I do like the quiet solitude of the cemetery. It's peaceful and I find myself reflecting on my life, my Dad, lost friends and loved ones while I walk the winding pathways. I always clear the clover and dirt of off the plaque for the Smallburg Board Of Trade that bares my fathers name. Seeing his name always gives me some measure of comfort... It has been nearly 10 years since he died and he has not been forgotten. His name is there for everyone to see...I like that.
Today was relatively quiet..As quiet as can be when all of my girls are at home. We don't see enough of KC - she is busy with work and school, and of course, Spencer. Shawn got a pile of gifts from the girls, and best of all, we were all in the same room. At the same time.
Kayla and Cody have two more days of high school and then they are done.
It is so hard for me to wrap my brain around the fact that wee little Kayla is all grown up. She is undecided about the fall, she is wants to take something, learn something, but what is the real question. In the meanwhile she is pounding the pavement looking for work.

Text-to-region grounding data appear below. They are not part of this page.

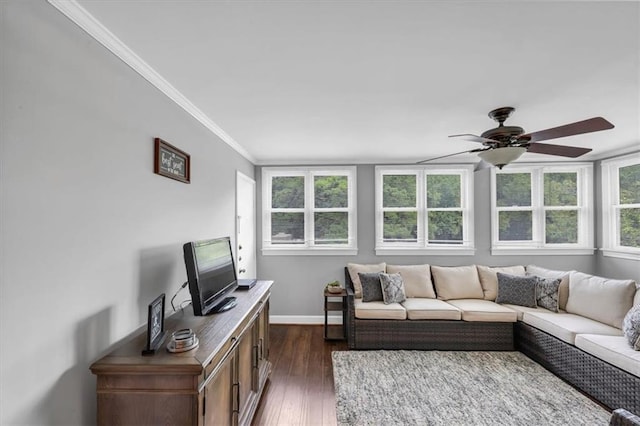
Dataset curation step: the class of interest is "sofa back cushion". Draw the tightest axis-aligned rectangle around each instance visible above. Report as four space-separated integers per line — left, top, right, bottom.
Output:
347 262 386 298
566 272 636 329
526 265 571 310
387 264 435 298
634 286 640 307
431 265 484 300
476 265 526 301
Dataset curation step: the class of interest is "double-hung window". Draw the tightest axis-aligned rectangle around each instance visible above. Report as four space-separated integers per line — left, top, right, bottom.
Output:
601 153 640 260
262 167 357 255
375 165 474 255
490 163 593 255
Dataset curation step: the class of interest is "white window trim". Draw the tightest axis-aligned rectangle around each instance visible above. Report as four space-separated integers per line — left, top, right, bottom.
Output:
262 166 357 256
601 152 640 260
375 165 475 256
490 163 594 256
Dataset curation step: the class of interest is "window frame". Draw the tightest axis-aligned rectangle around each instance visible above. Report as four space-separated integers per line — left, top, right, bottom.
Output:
375 165 475 256
490 162 594 255
261 166 357 255
601 152 640 260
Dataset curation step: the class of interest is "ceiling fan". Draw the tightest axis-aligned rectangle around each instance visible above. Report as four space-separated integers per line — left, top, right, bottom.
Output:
418 107 614 169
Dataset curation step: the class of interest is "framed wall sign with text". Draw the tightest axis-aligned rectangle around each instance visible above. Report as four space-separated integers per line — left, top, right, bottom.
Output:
154 138 190 183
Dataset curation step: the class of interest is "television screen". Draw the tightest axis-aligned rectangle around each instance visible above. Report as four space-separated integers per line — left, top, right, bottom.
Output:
183 237 238 316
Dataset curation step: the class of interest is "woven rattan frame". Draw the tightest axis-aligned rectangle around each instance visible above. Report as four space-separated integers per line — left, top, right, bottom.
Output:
516 322 640 414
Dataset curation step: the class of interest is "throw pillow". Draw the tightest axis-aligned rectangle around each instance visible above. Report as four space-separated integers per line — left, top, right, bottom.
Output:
379 273 406 304
535 276 561 312
347 262 386 298
622 305 640 351
495 273 537 308
476 265 526 301
358 272 384 302
526 265 571 310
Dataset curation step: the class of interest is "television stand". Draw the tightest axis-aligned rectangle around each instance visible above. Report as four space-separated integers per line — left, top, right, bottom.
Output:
208 296 237 314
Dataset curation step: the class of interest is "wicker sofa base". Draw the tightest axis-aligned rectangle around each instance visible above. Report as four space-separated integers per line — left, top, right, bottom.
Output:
349 319 514 350
515 321 640 414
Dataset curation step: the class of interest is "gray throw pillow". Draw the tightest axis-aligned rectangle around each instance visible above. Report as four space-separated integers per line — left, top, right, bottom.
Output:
622 305 640 351
379 273 406 304
495 273 537 308
358 272 383 302
535 276 561 312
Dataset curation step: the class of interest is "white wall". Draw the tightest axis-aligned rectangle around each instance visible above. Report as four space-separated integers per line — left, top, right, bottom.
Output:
0 1 254 424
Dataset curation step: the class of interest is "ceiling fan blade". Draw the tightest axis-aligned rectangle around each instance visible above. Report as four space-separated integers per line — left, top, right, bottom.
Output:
521 117 614 143
527 142 592 158
449 134 499 144
416 148 486 164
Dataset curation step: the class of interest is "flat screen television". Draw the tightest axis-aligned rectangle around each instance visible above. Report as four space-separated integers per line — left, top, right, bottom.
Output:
183 237 238 316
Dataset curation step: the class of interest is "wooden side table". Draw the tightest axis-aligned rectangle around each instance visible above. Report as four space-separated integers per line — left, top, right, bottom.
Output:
324 288 347 340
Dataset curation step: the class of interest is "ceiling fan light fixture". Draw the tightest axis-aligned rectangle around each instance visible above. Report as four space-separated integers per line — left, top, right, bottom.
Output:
477 147 527 169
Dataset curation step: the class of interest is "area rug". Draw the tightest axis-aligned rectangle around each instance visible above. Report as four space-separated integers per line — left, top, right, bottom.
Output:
332 350 610 425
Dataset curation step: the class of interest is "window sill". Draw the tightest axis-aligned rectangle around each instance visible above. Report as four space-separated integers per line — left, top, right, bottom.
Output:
601 249 640 261
262 247 358 256
375 247 476 256
490 247 595 256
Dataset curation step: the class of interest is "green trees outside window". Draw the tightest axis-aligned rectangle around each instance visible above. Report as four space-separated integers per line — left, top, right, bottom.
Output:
378 167 472 249
266 169 355 249
619 163 640 248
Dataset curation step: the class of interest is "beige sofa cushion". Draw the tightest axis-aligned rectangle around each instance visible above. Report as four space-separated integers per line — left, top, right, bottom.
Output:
477 265 526 301
387 264 436 298
575 334 640 377
401 298 462 320
347 262 386 299
446 299 517 322
635 286 640 307
432 265 484 300
522 311 622 345
354 299 406 320
566 272 636 329
526 265 571 310
501 303 554 321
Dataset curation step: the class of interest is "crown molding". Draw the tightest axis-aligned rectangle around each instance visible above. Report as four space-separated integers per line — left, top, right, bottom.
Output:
47 0 255 164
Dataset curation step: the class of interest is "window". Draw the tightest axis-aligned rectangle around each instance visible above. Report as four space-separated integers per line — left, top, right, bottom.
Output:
375 165 474 255
490 163 593 255
601 153 640 260
262 167 357 255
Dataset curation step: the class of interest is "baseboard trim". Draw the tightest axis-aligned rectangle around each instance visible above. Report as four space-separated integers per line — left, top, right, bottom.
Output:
270 315 342 325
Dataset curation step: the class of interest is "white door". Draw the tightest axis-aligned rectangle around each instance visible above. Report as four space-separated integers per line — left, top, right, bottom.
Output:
236 171 256 279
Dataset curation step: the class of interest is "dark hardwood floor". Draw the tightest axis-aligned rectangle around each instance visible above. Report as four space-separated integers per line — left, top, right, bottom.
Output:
252 325 348 426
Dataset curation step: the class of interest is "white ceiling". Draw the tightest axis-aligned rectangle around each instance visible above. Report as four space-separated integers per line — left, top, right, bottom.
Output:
74 0 639 165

Cody is taking a summer school course and then is thinking of an apprenticeship. I have no idea how much longer he will be with us, but we are not pushing him out the door. We want him to have a head start and the only way that he can have that is if he has a safe, warm place to live with no worries.
Jessica is almost done grade nine. My baby. How? When? It seems unreal to me. Sometimes I wish that she were 4 again, and I was her whole world. Those days passed so quickly, at the speed of light.
Friday I will be 40.
I don't feel 40 and if you ask most of the people that know me, they will saw that I most certainly do not act 40. Still, there it is...
My mental health has improved expediently in these past weeks,and I am happy with where I am right now, but I still pause to wonder....
I`m not sure what I wanted to be when I grew up, but I am pretty sure this isn`t it.
Who knows what the next 40 years are going to be like? My guess is that whatever the universe has in store for me, it will be anything but boring.